Three tips to teach you practical skills for choosing low-priced oversold potential stocks

1. The deeper the stage decline, the more powerful it is, and the lower the absolute stock price, the more advantageous it is

The main approach to seeking opportunities in low-priced oversold stocks follows the strategy of price game theory. Stocks with a greater decline than the overall market during the same period, as well as those with significant comparative advantages in the stock price within the entire market and among similar stocks, are the focus of tracking.

Technical characteristics of individual stocks:

A、 The annual decline of oversold stocks is usually over 30%, and it would be even better if they could drop by 50%; It is best to choose stocks that have fallen for no reason and are experiencing an unlimited bearish trend.

B、 There is no resistance platform formed (i.e. long-term oscillation at historical lows, recently falling below a new low to form a relatively recent rebound lock up zone), and there has been no rebound market in the past few trading days or on any trading day.

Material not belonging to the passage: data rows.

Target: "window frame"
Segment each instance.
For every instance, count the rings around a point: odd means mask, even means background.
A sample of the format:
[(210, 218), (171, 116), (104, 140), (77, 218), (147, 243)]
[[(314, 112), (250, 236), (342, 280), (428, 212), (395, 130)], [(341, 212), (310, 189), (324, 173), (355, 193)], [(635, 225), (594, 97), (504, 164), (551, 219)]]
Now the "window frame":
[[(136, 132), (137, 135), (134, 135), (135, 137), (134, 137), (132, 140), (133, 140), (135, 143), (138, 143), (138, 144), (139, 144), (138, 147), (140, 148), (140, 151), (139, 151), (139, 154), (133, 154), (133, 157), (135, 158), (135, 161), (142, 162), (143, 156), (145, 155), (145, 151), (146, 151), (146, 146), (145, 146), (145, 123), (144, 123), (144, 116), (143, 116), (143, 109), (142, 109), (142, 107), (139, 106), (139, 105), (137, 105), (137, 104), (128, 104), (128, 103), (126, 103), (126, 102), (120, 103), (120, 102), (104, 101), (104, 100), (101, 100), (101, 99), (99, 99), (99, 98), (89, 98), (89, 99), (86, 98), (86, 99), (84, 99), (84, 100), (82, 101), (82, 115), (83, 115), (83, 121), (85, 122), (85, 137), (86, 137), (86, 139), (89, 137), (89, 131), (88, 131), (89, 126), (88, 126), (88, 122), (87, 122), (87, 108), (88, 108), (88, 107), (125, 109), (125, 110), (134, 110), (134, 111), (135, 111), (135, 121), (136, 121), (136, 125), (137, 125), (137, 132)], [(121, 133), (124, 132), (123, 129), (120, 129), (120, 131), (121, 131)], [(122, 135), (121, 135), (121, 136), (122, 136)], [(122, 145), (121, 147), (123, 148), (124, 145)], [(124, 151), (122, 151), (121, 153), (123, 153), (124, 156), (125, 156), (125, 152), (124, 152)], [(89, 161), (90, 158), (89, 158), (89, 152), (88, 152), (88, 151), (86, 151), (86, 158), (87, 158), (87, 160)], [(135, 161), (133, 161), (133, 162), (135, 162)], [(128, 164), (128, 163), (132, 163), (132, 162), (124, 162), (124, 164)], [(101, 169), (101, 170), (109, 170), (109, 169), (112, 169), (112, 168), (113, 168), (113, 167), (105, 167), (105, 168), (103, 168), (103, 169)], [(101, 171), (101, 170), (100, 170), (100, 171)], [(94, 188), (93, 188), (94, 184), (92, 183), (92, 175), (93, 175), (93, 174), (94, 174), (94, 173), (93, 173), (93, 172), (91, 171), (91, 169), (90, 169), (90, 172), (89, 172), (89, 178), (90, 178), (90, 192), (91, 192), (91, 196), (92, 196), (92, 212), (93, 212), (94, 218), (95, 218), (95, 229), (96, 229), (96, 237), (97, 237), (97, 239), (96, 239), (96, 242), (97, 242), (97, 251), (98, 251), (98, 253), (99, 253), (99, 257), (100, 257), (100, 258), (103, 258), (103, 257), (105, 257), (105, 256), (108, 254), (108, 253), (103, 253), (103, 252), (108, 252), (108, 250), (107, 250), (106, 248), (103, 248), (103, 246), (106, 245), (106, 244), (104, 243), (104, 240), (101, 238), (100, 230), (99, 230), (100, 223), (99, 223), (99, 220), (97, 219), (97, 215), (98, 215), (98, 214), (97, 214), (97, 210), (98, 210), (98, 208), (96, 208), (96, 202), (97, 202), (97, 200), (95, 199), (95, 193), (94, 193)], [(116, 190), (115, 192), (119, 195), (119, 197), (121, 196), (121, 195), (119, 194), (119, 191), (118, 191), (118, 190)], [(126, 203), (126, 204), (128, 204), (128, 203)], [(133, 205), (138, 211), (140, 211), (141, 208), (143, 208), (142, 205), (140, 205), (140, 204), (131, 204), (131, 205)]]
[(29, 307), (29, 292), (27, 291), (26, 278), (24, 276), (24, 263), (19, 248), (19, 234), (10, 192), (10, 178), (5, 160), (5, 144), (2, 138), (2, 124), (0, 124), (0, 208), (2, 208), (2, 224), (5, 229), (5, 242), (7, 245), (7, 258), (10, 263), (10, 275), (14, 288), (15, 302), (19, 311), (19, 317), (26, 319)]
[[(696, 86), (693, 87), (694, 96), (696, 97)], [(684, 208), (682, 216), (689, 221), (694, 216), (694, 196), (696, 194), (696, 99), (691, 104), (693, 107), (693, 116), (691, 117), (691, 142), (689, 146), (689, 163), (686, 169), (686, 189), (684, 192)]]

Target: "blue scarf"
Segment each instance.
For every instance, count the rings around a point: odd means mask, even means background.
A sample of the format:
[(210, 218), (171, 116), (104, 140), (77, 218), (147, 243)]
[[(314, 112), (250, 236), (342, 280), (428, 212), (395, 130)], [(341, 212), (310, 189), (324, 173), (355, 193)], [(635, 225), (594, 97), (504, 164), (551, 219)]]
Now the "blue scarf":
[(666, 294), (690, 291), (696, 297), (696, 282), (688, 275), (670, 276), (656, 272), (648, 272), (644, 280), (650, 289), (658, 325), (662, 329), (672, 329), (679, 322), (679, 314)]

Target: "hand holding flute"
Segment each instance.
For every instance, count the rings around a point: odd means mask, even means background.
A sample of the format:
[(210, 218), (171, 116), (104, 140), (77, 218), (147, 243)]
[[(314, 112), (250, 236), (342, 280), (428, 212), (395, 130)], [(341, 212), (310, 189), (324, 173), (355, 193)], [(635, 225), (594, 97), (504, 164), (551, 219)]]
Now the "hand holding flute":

2. Stocks with active stock characteristics are the easiest targets for financial attacks

Experienced investors in the secondary market should be familiar with this market phenomenon: every time a certain degree of oversold rebound is initiated, the active stocks are often the first to receive attention from funds, starting earlier than other stocks and rebounding higher than other stocks.

3. Technically resistant and volume reducing low-priced stocks are the prelude to the launch

Against the backdrop of a sharp decline in the overall market, if some low-priced oversold stocks can withstand the test, it proves that the bottom of these stocks is very solid and belongs to ideal potential varieties.

Technically speaking, trading volume is crucial for assessing the potential of low-priced oversold stocks. It is best for individual stocks to experience a high degree of volume contraction during their decline, which belongs to the category of volume contraction and short selling. Once funds attack, it can easily lead to a V-shaped reversal.